Words and Images provided by Rory Turner
Rory Turner is an undergraduate student at the Bartlett School of Architecture, UCL. His 2nd year building project, “Caravaggio Dreams of Sushi,” proposed a sushi restaurant situated along the Regent’s Canal in Hoxton, East London.

An experiment in the mastery of light and shadow within architecture; the project became a research platform to explore the interpretation of light within the context of Japanese cultural and artistic traditions which embrace themes of delicacy and subtlety. Following a two-week research trip to Japan, these more sensitive qualities of light were then compared and contrasted to light’s more expressive, dramatic depiction present within Western Renaissance artwork, such as the striking paintings of Caravaggio. I became fascinated by the idea of harnessing light in order to construct darkness, using the shadow as a space for curiosity and invention.

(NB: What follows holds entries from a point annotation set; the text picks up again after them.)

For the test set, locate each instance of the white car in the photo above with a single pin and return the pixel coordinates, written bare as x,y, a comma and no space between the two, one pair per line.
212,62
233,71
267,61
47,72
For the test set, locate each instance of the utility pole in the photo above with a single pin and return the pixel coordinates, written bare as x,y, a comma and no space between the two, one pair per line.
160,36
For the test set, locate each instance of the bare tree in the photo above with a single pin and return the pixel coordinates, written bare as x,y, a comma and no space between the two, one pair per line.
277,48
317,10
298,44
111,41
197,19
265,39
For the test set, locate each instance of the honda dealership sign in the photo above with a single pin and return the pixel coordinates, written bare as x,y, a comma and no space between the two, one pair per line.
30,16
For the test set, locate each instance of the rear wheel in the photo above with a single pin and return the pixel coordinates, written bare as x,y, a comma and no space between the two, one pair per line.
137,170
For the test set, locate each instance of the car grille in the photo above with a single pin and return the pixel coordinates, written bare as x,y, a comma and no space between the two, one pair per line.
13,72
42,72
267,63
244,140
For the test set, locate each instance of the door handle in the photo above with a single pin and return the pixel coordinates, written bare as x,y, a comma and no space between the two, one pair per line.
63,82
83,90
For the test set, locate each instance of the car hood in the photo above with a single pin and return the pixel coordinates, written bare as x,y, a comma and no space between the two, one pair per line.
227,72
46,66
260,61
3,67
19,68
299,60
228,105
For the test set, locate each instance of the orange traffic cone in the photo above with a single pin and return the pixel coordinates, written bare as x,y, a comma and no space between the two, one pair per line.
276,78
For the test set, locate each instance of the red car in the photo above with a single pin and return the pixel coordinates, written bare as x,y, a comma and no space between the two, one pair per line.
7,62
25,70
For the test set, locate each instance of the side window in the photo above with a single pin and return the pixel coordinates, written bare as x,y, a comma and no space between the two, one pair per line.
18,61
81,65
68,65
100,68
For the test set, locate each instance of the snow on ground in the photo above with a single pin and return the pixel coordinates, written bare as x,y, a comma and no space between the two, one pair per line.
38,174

Beginning with representations of illuminated “moments” within the architecture etched in chalk; the design method soon evolved into a scientific process of constructing an architecture through physical light experiments with small “sets” for the dining spaces.


As the building started to take shape, these experiments migrated into the digital realm. Maxwell, an advanced rendering programme, was used to accurately simulate the interior and exterior lighting in order to design the dining spaces in such a way as to be illuminated by a concealed central kitchen space. The final form of the building therefore results from an iterative process of both carefully slicing into and extruding walls and ceilings in order to let light trickle into the space whilst paradoxically maintaining the construction of darkness.

The hope of the project was to create a spiritual experience that both celebrates and respects Japanese cuisine in order to create a cathedral to sushi.